MOA currently supports stream classification, stream clustering, outlier detection, change detection and concept drift and recommender systems. We are working on extending MOA to support other mining tasks on data streams. If you have any suggestions, wishes, contributions or ideas, do not hesitate to contact us!
Stream Classification
- Data Sources or Streams: ARFF Reader, Random Tree Generator, SEA Concepts Generator, STAGGER Concepts Generator, Rotating Hyperplane, Random RBF Generator, LED Generator, Waveform Generator, and Function Generator.
- Classifiers: Naive Bayes, Hoeffding Tree, Hoeffding Option Tree, Hoeffding Adaptive Tree, Bagging, Boosting, Bagging using ADWIN, Leveraging Bagging, SGD, Perceptron, SPegasos.

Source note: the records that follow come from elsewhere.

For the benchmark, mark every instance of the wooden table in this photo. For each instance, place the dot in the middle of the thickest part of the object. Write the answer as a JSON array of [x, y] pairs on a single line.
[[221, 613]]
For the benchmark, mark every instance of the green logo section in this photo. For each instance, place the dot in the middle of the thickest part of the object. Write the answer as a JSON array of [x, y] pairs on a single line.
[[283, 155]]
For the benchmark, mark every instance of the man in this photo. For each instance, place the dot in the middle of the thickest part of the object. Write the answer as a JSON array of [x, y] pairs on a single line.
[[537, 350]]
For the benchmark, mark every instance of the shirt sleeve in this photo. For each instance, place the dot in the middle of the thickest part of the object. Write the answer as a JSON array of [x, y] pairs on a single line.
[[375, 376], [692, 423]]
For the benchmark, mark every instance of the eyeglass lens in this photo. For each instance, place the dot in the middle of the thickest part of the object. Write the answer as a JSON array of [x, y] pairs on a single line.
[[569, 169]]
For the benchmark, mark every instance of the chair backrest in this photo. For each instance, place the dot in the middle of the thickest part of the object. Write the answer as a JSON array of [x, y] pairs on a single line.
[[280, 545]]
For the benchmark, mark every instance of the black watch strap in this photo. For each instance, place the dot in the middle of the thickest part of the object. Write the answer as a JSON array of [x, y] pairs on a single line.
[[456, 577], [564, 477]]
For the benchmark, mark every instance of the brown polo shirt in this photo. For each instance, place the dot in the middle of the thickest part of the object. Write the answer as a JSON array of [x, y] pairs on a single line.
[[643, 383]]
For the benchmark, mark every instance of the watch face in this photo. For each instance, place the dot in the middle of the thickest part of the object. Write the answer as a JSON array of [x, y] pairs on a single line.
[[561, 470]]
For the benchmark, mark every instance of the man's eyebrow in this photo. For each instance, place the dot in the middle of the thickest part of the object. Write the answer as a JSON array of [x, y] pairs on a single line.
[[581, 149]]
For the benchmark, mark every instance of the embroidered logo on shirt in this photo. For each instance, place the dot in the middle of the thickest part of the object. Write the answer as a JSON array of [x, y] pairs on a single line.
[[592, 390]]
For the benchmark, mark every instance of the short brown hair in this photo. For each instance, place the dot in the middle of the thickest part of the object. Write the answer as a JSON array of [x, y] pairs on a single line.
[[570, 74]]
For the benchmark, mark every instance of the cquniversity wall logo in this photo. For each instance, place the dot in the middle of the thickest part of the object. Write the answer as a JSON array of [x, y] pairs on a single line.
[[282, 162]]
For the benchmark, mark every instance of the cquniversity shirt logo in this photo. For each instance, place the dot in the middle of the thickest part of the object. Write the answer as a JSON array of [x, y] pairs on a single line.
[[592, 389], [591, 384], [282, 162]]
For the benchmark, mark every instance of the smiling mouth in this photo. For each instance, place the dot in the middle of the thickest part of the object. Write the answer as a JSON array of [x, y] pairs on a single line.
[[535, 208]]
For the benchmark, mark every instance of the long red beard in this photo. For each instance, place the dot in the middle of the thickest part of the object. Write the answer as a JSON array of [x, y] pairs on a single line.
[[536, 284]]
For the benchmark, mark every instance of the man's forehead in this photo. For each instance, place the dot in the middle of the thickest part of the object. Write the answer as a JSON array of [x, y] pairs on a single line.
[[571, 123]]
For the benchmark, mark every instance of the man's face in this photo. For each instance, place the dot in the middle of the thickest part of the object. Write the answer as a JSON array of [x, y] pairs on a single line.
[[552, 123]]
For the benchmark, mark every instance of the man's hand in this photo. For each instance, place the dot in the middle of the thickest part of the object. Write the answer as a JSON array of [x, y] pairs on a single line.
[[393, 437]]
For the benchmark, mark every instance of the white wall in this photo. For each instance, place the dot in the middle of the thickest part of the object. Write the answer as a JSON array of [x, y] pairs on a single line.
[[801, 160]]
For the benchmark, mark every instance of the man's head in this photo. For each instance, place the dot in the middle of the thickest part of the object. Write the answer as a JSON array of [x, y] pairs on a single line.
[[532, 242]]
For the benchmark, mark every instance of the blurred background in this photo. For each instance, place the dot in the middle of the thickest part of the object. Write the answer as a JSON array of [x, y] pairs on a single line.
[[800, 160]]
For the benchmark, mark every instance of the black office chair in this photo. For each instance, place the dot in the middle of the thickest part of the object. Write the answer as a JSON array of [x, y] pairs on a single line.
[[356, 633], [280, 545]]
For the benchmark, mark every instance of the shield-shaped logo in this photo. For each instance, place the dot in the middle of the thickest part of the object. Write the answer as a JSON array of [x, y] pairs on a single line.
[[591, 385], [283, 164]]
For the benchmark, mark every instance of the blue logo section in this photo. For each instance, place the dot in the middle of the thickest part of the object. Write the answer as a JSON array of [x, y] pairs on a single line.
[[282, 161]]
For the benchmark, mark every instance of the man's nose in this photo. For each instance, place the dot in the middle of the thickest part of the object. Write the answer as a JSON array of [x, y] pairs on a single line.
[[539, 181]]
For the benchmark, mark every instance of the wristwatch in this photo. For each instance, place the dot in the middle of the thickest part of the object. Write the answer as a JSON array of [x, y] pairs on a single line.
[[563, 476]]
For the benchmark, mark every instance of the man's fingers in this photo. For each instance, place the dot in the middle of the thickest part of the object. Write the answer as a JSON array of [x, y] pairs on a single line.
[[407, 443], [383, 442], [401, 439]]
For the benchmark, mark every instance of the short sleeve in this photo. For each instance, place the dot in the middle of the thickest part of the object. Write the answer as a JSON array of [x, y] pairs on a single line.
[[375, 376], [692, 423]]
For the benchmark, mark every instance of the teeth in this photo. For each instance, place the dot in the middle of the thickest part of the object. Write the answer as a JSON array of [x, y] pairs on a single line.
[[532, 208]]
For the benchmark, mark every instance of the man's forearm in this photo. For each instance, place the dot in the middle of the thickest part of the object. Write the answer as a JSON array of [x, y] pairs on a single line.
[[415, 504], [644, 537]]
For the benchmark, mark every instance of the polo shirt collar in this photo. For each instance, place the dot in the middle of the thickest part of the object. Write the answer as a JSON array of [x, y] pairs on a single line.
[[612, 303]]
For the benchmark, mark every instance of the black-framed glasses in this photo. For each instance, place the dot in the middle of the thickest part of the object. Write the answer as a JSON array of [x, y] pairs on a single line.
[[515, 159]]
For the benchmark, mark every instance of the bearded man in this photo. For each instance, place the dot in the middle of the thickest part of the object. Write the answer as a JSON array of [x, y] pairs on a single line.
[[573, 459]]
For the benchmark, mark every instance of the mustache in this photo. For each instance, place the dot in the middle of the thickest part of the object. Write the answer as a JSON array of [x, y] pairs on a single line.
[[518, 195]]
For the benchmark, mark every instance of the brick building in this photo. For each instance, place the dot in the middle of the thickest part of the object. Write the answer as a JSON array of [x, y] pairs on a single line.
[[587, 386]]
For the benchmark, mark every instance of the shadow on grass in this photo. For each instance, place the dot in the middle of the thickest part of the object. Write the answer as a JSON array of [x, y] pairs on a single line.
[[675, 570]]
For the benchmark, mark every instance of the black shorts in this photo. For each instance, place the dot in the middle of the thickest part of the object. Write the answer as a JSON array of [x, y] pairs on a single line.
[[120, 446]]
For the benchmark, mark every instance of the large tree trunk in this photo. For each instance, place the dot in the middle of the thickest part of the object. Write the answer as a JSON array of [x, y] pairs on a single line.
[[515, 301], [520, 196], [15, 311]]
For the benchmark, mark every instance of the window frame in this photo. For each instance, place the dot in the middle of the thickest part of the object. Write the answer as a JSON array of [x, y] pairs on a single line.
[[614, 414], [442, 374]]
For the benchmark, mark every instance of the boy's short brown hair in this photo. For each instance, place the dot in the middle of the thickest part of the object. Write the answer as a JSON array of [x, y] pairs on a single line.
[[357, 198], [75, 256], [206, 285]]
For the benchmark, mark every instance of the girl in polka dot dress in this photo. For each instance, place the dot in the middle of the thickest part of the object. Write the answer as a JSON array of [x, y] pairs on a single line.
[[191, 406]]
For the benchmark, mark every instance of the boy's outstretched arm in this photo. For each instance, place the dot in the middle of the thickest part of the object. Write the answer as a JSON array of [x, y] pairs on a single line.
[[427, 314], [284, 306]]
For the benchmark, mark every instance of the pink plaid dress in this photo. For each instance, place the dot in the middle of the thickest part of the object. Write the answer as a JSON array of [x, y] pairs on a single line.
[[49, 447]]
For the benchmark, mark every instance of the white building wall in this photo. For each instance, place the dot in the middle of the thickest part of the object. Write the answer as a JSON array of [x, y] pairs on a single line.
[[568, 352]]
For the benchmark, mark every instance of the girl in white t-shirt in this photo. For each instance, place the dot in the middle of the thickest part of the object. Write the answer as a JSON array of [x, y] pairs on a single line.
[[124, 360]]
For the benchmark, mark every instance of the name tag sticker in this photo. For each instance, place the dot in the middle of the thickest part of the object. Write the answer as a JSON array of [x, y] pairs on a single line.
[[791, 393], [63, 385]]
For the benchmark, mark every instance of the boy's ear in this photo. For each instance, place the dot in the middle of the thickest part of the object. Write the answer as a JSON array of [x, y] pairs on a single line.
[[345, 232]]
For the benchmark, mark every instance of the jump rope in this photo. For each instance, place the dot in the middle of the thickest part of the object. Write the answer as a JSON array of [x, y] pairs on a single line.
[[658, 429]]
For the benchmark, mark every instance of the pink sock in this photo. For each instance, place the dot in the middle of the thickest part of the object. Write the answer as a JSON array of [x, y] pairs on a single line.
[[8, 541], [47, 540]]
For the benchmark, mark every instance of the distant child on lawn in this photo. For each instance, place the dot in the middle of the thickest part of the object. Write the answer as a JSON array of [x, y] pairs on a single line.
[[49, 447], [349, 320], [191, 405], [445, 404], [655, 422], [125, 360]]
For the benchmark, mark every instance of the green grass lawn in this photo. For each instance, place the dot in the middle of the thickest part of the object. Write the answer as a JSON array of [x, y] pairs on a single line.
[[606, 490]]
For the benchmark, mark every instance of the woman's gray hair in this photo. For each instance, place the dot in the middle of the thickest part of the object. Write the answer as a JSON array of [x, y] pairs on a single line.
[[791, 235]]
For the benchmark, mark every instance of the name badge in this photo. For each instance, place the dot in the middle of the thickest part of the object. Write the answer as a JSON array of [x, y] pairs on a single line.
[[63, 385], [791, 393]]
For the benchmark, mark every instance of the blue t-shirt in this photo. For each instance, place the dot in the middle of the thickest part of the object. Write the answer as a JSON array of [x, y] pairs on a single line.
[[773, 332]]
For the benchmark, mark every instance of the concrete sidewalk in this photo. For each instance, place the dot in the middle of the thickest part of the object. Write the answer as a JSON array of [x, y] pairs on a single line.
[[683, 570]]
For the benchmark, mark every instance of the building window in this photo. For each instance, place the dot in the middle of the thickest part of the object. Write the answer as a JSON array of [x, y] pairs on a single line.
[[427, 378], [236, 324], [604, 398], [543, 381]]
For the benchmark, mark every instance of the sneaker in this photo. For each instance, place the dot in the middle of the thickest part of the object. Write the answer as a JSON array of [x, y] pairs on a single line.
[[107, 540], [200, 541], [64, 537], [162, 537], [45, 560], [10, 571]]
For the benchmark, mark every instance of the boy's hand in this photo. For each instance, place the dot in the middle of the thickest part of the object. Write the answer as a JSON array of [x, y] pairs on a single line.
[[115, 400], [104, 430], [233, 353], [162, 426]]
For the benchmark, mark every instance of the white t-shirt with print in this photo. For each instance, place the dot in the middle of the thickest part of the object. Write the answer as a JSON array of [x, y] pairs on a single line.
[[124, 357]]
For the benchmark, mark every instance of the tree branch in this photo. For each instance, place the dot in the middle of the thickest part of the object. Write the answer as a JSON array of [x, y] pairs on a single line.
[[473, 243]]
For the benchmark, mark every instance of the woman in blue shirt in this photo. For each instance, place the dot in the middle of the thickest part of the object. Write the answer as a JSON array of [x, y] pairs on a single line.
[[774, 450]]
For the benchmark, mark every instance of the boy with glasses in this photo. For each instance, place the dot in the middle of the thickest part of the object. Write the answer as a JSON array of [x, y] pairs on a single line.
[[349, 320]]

- Evaluation procedures for Data Streams: Holdout and Interleaved Test-Then-Train or Prequential
All details can be found here.
Stream Clustering
All details can be found here.
Outlier Detection
All details can be found here.
Recommender Systems
All details can be found here.
Extending MOA
Here we just want to give a short example of how to easily extend MOA with a new learning algorithm. New methods are added to the framework via reflections on start up.
To add a new stream classifier algorithm, implement the Classifier.java interface with the following three main methods
void resetLearningImpl(): a method for initializing a classifier learner
void trainOnInstanceImpl(Instance): a method to train a new instance
double[] getVotesForInstance(Instance): a method to obtain the prediction result
To add a new stream clustering algorithm, implement the Clusterer.java interface with the following three main methods
void resetLearningImpl(): a method for initializing a clusterer learner
void trainOnInstanceImpl(Instance): a method to train a new instance
Clustering getClusteringResult(): a method to obtain the current clustering result for evaluation or visualization
Bi-directional interaction of MOA with WEKA
It is easily possible to use WEKA classifiers from MOA, and MOA classifiers and streams from WEKA.